1 Learning objectives

  1. Zoom in ggplot maps with Coordinate Reference Systems (CRS) using the coord_sf() function.

  2. Change the CRS projection of a ggplot map using the crs argument of coord_sf().

  3. Configure data with UTM coordinate system using the st_as_sf() function.

  4. Change the CRS projection of a sf object using the st_transform() function.

2 Prerequisites

This lesson requires the following packages:

if(!require('pacman')) install.packages('pacman')

pacman::p_load(malariaAtlas,
               colorspace,
               ggplot2,
               cholera,
               spData,
               here,
               rio,
               sf)

pacman::p_load_gh("afrimapr/afrilearndata",
                  "wmgeolab/rgeoboundaries")

3 Introduction

From the second lesson, we learned that Vector data require a Coordinate Reference System (CRS) to relate the spatial elements of the data with the surface of Earth. For that reason, Coordinate systems are a key component of geographic objects.

Figure 1. Direction of longitude and latitude.

In this lesson we are going to learn how to manage the CRS of maps by zooming in to an area of interest, set them up to external data with coordinates different to longitude and latitude (called UTM), and transform between different coordinate systems of CRS’s.

4 Data and basic plot

First, let us start with creating a base map of the world from the spData package using ggplot2:

ggplot(data = world) +
    geom_sf()

5 Manage Coordinate systems with coord_sf()

The function coord_sf() from the {ggplot2} package allows to deal with the coordinate system, which includes both the extent and projection of a map.

5.1 “Zoom in” on maps

The extent of the map can also be set in coord_sf(), in practice allowing to “zoom” in the area of interest, provided by limits on the x-axis (xlim), and on the y-axis (ylim).

Here, we zoom in the world map to the African continent, which is in an area delimited in longitude between 20°W and 55°E, and in latitude between 35°S and 40°N. To exactly match the limits provided, use expand = FALSE.

ggplot(data = world) +
    geom_sf() +
    coord_sf(xlim = c(-20, 55), ylim = c(-35, 40), expand = FALSE)

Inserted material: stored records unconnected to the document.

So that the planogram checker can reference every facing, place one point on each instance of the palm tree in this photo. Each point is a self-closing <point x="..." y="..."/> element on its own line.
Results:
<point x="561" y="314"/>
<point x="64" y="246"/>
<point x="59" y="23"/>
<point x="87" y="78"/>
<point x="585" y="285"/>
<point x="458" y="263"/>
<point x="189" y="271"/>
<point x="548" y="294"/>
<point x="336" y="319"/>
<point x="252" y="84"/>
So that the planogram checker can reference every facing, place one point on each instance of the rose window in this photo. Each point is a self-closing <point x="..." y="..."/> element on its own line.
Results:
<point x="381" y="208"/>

Check which + and - signs are related with the cardinal direction:

  • In longitude: West is -, East is +,
  • In latitude: South is -, North is +.

Zoom in the africountries map to Sierra Leona, which is in an area delimited in longitude between 14°W and 10°W, and in latitude between 6°N and 10°N.

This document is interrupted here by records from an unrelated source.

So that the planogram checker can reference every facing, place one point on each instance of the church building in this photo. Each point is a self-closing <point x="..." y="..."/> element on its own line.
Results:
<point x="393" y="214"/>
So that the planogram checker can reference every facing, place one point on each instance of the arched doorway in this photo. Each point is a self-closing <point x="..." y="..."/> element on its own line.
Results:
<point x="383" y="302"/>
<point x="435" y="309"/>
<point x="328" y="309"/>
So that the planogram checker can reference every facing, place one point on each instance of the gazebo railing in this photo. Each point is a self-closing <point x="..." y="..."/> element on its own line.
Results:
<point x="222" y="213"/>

5.2 Change the Projection of a map

The world object have a CRS projection called WGS84 (detailed in the fifth line of the header)

world
## Geometry set for 177 features 
## Geometry type: MULTIPOLYGON
## Dimension:     XY
## Bounding box:  xmin: -180 ymin: -89.9 xmax: 180 ymax: 83.64513
## Geodetic CRS:  WGS 84
## First 5 geometries:

Which corresponds to the EPSG code 4326:

st_crs(world)$input
## [1] "EPSG:4326"

Projection refers to the mathematical equation that was used to project the truly round earth onto a flat surface.

Figure 2. Projection of a CRS.

  • EPSG refers to the European Petroleum Survey Group (EPSG).

  • EPSG is a Spatial Reference System Identifier (SRID) with arbitrary codes available for concrete CRS projections.

  • One of these projections is WGS84, which refers to World Geodetic System 1984.

Using the crs argument of the coord_sf() function, it is possible to override this setting, and project on the fly to any projection.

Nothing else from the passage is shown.